HOW INSURANCE UNDERWRITING WORKS – PROFESSIONAL INSIGHTS FROM TGC ASIA

HOW INSURANCE UNDERWRITING WORKS – PROFESSIONAL INSIGHTS FROM TGC ASIA

Every insurance company has teams of Underwriters. But what exactly do these people do, and how do they do it? Here’s some insight into how insurance underwriting works, and why it matters.

The basic principles behind insurance underwriting

The underwriting process is an essential part of an insurance application. When you apply for cover, whichever type of policy you need, you are actually asking the insurance company to accept the potential risk of paying a claim in the future. As you can imagine, underwriters rely heavily on statistical evidence.

Statistical evidence in underwriting
The amount you pay for your insurance is calculated by looking at the profile of a large pool of similar risks to establish how likely it is that you will suffer a loss and make a claim. It involves gathering together as many similar risks as possible, then averaging them out to arrive at a sensible, evidence-based premium.

Using life assurance as an example

In life assurance, for example, underwriters have access to data about death rates that can go back hundreds of years and contain information about thousands or even millions of deceased policyholders. Studying this data gives life assurance underwriters the knowledge they need to predict the average likelihood of you dying at a certain age, based on your lifestyle, physical location, health and many more factors. Because life assurance sums insured tend to be high, life assurance application forms contain a lot of questions, and some insurers demand an actual medical health check to make sure you present an acceptable level of risk.

In life assurance underwriting, someone who smokes, drinks a lot of alcohol, is overweight and takes no exercise presents a worse than average risk of dying earlier than fit and healthy people who don’t smoke and who drink less alcohol. The fitter, healthier person will be asked to pay smaller premiums than the unfit, unhealthy person. In home owner insurance, someone who doesn’t fit window locks and doesn’t have strong locks on their exterior doors will probably pay more than someone who takes home security seriously. As you can see, it’s a fair system. In the insurance world we call it ‘equitable’.

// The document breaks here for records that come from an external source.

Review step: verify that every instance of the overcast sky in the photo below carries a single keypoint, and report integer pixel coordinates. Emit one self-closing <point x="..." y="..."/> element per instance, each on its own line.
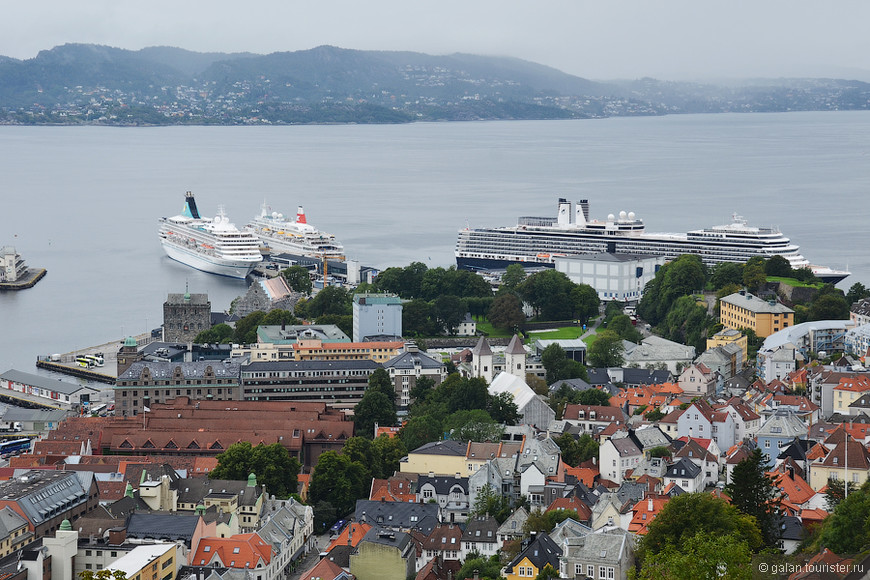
<point x="597" y="39"/>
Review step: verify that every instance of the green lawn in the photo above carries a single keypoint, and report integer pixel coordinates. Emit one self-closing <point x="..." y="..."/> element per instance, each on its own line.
<point x="794" y="282"/>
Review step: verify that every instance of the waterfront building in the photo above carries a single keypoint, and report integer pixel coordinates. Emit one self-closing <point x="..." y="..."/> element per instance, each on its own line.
<point x="12" y="266"/>
<point x="614" y="276"/>
<point x="764" y="317"/>
<point x="331" y="381"/>
<point x="147" y="382"/>
<point x="375" y="315"/>
<point x="53" y="392"/>
<point x="185" y="316"/>
<point x="407" y="367"/>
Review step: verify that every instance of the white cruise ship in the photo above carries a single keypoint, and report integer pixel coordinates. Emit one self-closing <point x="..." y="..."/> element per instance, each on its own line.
<point x="538" y="241"/>
<point x="211" y="245"/>
<point x="281" y="234"/>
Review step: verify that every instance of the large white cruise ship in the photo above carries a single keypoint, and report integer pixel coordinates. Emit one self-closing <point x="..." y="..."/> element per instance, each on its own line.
<point x="538" y="241"/>
<point x="211" y="245"/>
<point x="298" y="237"/>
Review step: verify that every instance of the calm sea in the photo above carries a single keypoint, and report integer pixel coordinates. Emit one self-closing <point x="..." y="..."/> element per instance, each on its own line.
<point x="83" y="202"/>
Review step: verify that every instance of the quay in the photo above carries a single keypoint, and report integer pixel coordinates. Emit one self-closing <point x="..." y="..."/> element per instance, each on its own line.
<point x="108" y="373"/>
<point x="28" y="280"/>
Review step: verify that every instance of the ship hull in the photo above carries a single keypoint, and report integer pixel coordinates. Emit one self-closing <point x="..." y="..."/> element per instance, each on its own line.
<point x="210" y="264"/>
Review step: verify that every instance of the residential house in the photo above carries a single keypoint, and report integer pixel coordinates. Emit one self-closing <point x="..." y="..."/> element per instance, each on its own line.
<point x="539" y="553"/>
<point x="481" y="536"/>
<point x="688" y="476"/>
<point x="697" y="380"/>
<point x="604" y="555"/>
<point x="777" y="432"/>
<point x="384" y="554"/>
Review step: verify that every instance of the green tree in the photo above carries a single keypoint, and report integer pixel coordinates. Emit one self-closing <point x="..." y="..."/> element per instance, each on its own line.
<point x="689" y="514"/>
<point x="847" y="529"/>
<point x="417" y="319"/>
<point x="513" y="276"/>
<point x="506" y="312"/>
<point x="418" y="431"/>
<point x="374" y="407"/>
<point x="857" y="291"/>
<point x="606" y="351"/>
<point x="503" y="409"/>
<point x="448" y="311"/>
<point x="339" y="481"/>
<point x="753" y="492"/>
<point x="778" y="266"/>
<point x="702" y="556"/>
<point x="271" y="464"/>
<point x="298" y="278"/>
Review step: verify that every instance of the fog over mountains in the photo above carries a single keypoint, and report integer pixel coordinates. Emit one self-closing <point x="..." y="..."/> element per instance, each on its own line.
<point x="92" y="84"/>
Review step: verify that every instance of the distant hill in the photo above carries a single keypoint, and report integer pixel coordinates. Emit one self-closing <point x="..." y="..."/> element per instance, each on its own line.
<point x="82" y="83"/>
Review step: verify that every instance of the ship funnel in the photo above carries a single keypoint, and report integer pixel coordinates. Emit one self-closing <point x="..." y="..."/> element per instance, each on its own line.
<point x="190" y="206"/>
<point x="564" y="216"/>
<point x="581" y="214"/>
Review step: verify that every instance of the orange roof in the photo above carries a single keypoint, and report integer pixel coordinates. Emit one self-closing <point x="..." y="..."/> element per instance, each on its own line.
<point x="856" y="384"/>
<point x="794" y="489"/>
<point x="239" y="551"/>
<point x="645" y="511"/>
<point x="351" y="535"/>
<point x="573" y="504"/>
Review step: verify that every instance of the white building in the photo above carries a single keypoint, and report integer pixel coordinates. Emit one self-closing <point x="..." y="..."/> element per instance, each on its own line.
<point x="376" y="315"/>
<point x="12" y="267"/>
<point x="614" y="276"/>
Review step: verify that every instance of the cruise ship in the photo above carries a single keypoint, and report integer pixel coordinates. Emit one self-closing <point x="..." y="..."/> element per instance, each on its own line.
<point x="538" y="241"/>
<point x="298" y="237"/>
<point x="211" y="245"/>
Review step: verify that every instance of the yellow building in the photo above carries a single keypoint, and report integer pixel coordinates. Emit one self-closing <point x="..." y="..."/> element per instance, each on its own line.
<point x="438" y="458"/>
<point x="744" y="310"/>
<point x="729" y="336"/>
<point x="541" y="551"/>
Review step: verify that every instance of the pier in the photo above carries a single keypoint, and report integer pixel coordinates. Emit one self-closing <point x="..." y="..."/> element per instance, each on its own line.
<point x="29" y="280"/>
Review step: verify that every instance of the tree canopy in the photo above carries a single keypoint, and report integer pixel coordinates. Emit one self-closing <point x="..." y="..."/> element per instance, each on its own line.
<point x="272" y="465"/>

Claims fraud makes premiums go up
In recent years there has been a lot of motor insurance claims fraud, by criminals who pretend to have accidents in their cars or even force innocent drivers into having accidents that they then claim for. This drives car insurance premiums up simply because there are more claims than the underwriters expected, and the carefully-calculated balance between premiums and pay-outs is damaged.

Specialist underwriting for unknown risks

Specialist insurers like Lloyd’s of London insure risks that come without any statistical evidence to help their underwriters calculate a reasonable premium that properly reflects the risk. If, as a famous singer, you want to insure your best asset – for argument’s sake your vocal chords or your legs– Lloyd’s will insure them, using their expertise and all sorts of other information to come to a reasonably informed conclusion about the risk of a claim and the premiums needed to cover it.

When a risk is too poor to accept

When setting premiums, an underwriter also attempts to protect their employer from loss. If someone presents too much of a risk and is overly likely to make a claim they can be declined, in other words refused cover. In some cases they will be charged extra to cover the bigger risk they pose.